Picking it up where we left off

NZTECHO Autumn 2014 Issue 60 Point of View

Think 1980s’ Top Town and the days when TV shows could bring families and communities together. Despite ongoing commercial challenges we face in this industry, content should still be king writes cinematographer Waka Attewell, or even just sometimes at least.
Waka_Attewell_Key_Profile.jpg
Cinematographer Waka Attewell has been around long enough to know the turns and roundabouts of the TV & Film industry
Gazing out on the windswept tundra of free-to-air TV and as people stay away from it in droves, it is a hard push to find an argument for devoted viewership. Meanwhile on the other side of the planet some of the best quality TV ever is being created by the likes of HBO and AMC.
Could this not be us we have to ask? The answer is yes it could be us, yet entrenched orthodoxy seems to be still dictating the requirements … more cooking shows anyone?
These death throes of sane TV programming got me thinking. I am fairly certain that my cultural and political awareness was formed in the Pacific Film Unit’s tearooms. I would like to think with taste and good judgement too. The 1970s invited an excuse to fight, we tilted at windmills and believed our opinions and self aggrandizing would make a difference.
Someone came up with the quaint notion of doing all the thinking before the camera came out of the box – this dictum kept things pretty much on track for a few decades. Ridiculous hours and unrealistic schedules didn’t matter, the money was not all that regular but there always seemed to be enough.
With our TV programme making there wasn’t a sense of ‘what does the broadcaster want’ but a sense of ‘what can we offer’ – preferably something that would invoke thought and debate? The film and TV business fitted nicely into the grand plan, with the desire of building something solid and everlasting. A voice of the people-type ideal with community shows like Top Town and Country Calendar ruling the ratings. Little did we realise that the neoliberals were out the back filling the ‘Kool-Aid’ vats with their toxin – we were fiercely ambitious and hopeful and everything seemed possible until the late 1980s crashed and burned.
The notion of ‘just getting by’ was challenged by the commercial imperative that came knocking. It went something like this, you conclude that the way forward is this fancy new corporate model and you studiously obey (stopping just short of commissioning your own ‘mission statement’). Suddenly you are quoting jobs on fast food, fruit juice, fashion and car commercials. You quickly became horrified at the guy you once knew when you catch yourself waxing lyrical in the advertising agency about ‘brand recognition’ and before you know it ‘you’re whisking up a treat’ and nodding sagely along with the discussion about the ‘society we live in’ as you adroitly add to the problem gambling while name dropping ‘demographic’ and pretending to know what ‘appetite appeal’ actually meant. You particularly like the American accent in the room as it makes you feel worldly and while you are having an out-of-body experience you agree to do the three 30-second cut downs gratis. The yank has the economic speak down pat, he talks of ‘risk adverse’ and ‘cheap money’ (actually what he means is cheap people).
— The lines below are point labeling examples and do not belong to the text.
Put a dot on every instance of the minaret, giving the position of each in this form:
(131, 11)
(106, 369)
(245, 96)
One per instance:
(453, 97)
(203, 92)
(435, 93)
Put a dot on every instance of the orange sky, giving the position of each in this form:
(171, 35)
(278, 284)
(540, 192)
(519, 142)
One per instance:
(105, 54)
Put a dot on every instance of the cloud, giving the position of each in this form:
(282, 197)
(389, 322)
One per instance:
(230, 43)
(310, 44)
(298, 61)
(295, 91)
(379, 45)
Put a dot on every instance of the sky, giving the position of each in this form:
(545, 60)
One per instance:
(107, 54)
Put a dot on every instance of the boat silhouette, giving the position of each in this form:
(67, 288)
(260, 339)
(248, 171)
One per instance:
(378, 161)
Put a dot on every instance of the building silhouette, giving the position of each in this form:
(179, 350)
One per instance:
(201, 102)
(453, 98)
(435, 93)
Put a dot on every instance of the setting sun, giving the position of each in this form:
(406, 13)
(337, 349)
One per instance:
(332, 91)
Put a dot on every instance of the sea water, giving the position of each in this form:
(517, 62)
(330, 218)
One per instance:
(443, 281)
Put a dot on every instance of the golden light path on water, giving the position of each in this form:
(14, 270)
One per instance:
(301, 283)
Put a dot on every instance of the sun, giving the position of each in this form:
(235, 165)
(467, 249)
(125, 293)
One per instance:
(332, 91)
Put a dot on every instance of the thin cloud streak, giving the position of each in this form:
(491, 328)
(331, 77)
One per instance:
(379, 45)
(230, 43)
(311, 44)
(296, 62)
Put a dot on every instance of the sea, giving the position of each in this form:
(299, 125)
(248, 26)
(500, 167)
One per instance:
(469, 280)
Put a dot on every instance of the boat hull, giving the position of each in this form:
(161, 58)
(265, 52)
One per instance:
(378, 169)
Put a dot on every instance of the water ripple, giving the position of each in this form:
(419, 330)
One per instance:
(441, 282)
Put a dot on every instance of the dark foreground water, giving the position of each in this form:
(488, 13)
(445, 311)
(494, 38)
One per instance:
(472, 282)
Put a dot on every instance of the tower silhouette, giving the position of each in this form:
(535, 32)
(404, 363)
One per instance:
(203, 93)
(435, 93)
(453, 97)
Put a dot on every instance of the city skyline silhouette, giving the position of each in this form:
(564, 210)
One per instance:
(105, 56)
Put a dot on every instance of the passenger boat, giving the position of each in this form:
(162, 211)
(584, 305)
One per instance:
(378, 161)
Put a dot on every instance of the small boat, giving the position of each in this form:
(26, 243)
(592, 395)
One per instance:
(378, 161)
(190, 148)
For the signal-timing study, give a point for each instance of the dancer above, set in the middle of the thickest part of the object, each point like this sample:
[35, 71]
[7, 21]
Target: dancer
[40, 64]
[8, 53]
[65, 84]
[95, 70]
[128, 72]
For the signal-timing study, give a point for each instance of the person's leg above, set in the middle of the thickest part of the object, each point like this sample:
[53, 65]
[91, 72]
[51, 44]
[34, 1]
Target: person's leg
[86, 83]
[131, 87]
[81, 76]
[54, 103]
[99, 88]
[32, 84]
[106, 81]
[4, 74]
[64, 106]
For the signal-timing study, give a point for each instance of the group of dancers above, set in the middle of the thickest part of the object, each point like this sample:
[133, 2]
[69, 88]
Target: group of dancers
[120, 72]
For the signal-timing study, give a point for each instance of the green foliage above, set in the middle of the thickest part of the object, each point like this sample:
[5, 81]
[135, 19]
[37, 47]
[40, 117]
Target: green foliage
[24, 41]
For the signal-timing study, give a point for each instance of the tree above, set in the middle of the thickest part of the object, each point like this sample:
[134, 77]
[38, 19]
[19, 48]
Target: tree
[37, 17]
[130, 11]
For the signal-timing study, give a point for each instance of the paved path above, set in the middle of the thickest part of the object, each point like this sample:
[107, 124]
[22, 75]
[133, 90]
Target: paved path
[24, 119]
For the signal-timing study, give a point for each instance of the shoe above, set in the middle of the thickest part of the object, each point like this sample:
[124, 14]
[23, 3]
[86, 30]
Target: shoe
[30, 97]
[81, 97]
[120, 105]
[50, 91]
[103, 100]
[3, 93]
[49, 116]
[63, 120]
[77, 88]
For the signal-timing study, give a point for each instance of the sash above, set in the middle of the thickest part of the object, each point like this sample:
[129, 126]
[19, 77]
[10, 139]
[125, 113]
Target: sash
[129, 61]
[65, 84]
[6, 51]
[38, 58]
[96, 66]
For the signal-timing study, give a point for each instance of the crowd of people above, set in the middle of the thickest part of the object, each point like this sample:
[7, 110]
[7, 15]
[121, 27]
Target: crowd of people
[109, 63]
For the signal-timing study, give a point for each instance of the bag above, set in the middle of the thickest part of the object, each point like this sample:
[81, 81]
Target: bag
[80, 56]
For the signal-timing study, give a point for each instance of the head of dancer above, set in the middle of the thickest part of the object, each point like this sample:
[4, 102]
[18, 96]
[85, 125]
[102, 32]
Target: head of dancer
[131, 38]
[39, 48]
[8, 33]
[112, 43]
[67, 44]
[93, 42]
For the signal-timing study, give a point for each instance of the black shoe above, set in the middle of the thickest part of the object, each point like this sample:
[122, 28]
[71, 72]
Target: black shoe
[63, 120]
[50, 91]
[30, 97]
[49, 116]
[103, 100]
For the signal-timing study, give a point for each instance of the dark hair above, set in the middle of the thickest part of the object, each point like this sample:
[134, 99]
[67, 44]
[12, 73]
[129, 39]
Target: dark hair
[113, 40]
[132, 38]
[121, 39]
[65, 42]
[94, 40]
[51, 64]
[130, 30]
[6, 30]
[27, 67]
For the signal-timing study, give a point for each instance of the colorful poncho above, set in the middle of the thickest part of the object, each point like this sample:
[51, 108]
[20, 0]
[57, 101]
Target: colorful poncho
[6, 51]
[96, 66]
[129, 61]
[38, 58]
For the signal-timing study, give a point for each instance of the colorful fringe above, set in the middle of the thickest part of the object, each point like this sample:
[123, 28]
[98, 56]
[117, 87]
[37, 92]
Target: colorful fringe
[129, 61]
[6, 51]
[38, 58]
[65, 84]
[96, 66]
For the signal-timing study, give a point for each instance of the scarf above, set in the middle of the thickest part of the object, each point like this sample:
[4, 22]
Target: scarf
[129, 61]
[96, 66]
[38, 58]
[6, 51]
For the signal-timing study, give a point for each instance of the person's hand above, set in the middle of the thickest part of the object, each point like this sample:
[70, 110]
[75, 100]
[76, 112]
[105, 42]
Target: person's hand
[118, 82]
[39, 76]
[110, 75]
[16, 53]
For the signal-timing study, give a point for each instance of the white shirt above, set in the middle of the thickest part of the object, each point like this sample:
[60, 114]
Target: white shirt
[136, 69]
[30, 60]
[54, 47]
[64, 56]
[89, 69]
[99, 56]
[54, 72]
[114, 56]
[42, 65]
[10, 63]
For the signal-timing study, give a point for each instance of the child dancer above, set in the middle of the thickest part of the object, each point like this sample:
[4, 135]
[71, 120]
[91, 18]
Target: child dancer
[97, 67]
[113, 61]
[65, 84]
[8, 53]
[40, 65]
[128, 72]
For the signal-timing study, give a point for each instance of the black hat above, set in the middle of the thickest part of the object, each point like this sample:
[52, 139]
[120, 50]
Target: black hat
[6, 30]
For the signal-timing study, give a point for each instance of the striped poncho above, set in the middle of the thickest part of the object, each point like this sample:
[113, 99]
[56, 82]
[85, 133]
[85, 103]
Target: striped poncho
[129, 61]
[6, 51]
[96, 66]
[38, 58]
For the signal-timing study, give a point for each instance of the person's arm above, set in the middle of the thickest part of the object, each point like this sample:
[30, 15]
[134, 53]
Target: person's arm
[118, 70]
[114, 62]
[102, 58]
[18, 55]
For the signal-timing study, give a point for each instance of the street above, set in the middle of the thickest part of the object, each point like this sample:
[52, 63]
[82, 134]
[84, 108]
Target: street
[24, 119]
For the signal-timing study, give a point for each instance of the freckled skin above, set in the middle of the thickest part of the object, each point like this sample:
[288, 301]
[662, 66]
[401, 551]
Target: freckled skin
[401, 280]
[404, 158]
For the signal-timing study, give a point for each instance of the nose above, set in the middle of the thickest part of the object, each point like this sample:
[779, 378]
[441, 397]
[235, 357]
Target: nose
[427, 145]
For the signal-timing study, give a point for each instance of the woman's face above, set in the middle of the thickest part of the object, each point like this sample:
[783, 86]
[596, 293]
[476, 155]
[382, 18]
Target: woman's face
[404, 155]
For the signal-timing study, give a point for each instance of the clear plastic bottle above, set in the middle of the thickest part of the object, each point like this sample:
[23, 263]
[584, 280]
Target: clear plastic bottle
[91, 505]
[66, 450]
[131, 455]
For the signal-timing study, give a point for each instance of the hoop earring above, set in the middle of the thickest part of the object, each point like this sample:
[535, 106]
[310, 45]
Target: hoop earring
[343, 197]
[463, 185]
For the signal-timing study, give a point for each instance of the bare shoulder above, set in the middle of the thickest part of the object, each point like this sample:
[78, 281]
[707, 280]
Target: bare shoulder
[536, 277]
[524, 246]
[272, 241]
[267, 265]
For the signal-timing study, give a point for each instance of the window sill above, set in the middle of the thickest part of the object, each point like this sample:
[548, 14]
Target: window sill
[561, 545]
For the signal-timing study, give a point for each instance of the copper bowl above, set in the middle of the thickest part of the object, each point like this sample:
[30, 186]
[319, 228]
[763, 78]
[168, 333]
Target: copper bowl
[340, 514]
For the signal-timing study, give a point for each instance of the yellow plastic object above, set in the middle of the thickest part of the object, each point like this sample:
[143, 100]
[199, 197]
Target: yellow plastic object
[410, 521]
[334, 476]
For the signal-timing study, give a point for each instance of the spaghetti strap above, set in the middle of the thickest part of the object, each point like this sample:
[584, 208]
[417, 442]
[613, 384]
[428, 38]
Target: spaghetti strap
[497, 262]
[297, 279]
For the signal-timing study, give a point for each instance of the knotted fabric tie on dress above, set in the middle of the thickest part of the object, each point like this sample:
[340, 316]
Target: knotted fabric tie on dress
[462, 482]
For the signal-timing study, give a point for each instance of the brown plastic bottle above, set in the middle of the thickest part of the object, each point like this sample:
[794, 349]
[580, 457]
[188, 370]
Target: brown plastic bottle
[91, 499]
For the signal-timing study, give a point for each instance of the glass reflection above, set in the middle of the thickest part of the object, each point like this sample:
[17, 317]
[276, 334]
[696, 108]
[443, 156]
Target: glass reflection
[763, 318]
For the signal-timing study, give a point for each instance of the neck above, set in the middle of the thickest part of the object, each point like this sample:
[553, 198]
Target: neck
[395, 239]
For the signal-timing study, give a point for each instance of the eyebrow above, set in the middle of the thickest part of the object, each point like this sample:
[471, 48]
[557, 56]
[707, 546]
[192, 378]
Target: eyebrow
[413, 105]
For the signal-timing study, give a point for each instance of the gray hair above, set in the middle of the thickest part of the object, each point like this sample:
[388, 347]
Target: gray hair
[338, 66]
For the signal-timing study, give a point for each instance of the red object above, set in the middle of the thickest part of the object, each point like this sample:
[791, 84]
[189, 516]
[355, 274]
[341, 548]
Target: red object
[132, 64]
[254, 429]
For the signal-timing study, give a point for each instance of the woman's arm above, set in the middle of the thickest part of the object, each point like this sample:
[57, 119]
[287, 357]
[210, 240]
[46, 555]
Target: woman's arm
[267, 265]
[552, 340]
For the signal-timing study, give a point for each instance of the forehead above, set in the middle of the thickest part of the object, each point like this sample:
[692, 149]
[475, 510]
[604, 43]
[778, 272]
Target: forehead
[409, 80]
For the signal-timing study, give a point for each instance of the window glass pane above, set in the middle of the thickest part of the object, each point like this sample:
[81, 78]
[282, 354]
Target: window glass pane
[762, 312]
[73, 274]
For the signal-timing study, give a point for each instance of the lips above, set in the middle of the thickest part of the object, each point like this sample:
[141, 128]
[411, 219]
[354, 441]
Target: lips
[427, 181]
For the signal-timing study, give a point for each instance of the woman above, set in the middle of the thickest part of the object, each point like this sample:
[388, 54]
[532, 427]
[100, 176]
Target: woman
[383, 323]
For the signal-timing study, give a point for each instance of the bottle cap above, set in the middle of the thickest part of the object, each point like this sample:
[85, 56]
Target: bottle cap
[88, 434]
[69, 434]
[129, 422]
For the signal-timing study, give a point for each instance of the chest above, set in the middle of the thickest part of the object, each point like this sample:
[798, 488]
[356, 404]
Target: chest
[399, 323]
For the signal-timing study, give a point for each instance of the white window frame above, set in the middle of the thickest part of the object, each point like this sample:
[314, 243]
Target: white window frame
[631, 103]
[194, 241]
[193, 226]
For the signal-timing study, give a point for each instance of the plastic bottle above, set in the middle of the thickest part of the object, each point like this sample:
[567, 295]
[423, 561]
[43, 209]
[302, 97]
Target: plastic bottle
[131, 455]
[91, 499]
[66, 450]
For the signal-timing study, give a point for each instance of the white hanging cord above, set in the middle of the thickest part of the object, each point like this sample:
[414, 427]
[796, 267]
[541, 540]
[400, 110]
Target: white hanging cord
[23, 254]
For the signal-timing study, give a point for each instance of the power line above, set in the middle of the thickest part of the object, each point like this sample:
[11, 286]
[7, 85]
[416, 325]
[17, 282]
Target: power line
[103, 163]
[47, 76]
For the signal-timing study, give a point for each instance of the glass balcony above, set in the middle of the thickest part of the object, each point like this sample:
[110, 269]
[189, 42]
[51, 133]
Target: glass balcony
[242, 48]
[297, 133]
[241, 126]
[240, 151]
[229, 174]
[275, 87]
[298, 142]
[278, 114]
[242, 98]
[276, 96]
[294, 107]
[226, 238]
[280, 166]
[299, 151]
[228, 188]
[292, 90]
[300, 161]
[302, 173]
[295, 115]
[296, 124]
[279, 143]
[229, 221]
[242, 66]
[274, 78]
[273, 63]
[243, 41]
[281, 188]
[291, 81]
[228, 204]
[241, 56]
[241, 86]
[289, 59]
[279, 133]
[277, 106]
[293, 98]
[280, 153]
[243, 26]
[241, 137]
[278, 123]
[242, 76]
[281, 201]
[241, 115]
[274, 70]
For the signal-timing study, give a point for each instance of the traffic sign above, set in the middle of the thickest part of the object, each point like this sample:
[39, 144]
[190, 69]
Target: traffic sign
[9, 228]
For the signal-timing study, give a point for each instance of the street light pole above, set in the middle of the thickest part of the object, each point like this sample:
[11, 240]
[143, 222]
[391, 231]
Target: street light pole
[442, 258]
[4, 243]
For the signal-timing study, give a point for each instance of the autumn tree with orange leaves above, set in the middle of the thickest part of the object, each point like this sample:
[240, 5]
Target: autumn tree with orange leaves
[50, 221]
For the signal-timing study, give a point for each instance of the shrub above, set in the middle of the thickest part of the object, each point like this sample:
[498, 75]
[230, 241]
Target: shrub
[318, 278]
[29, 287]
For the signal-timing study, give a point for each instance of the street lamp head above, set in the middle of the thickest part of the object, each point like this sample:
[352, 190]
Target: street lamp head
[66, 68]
The ‘delusions of grandeur’ isn’t so obvious yet as half truth is the new currency. This quickly becomes the new normal as a $10,000 limit on a credit card (you didn’t ask for) arrives in the fast post. The TV channels think it is only about making money, which is quickly followed by formula programme-thinking (a stencil imported from the US) – then the new radical concept of ‘cashflow’ is introduced to the mix (this tends to happen when the banks get involved). Suddenly you are pitching like mad and churning out stuff for the broadcasters they thought they wanted. Old problem here is if you give a broadcaster what they ‘want’ it is usually not what is ‘needed’ – there is an all but brief moment when a tax break makes NZ feature films possible.
We all look back fondly on this time as the ‘national cinema era’. Well that was the last 30 years.
So as the economy heads again for that moment when the proverbial ‘they’ talk up the recovery whilst avoiding the words ‘train wreck’, ‘run away debt’ or ‘fiscally challenged’ – let us spare a thought for when the boom hits and what we want to rebuild and let us be careful with whom we crawl into bed with and gift our craft skills and our finances to. As you already know the final outcome will probably leave you hanging off the debt cliff
while just a few still prosper.
So rather than enslave ourselves again into a service-type role, how about we think of these interesting times as just-interesting-times by firstly resurrecting the wreckage of ‘national cinema’. Then let us make some TV programmes that have a bit of content (if TV don’t want it then stream it on the internet) and get back to the old wisdom of doing the thinking before the camera comes out of the box.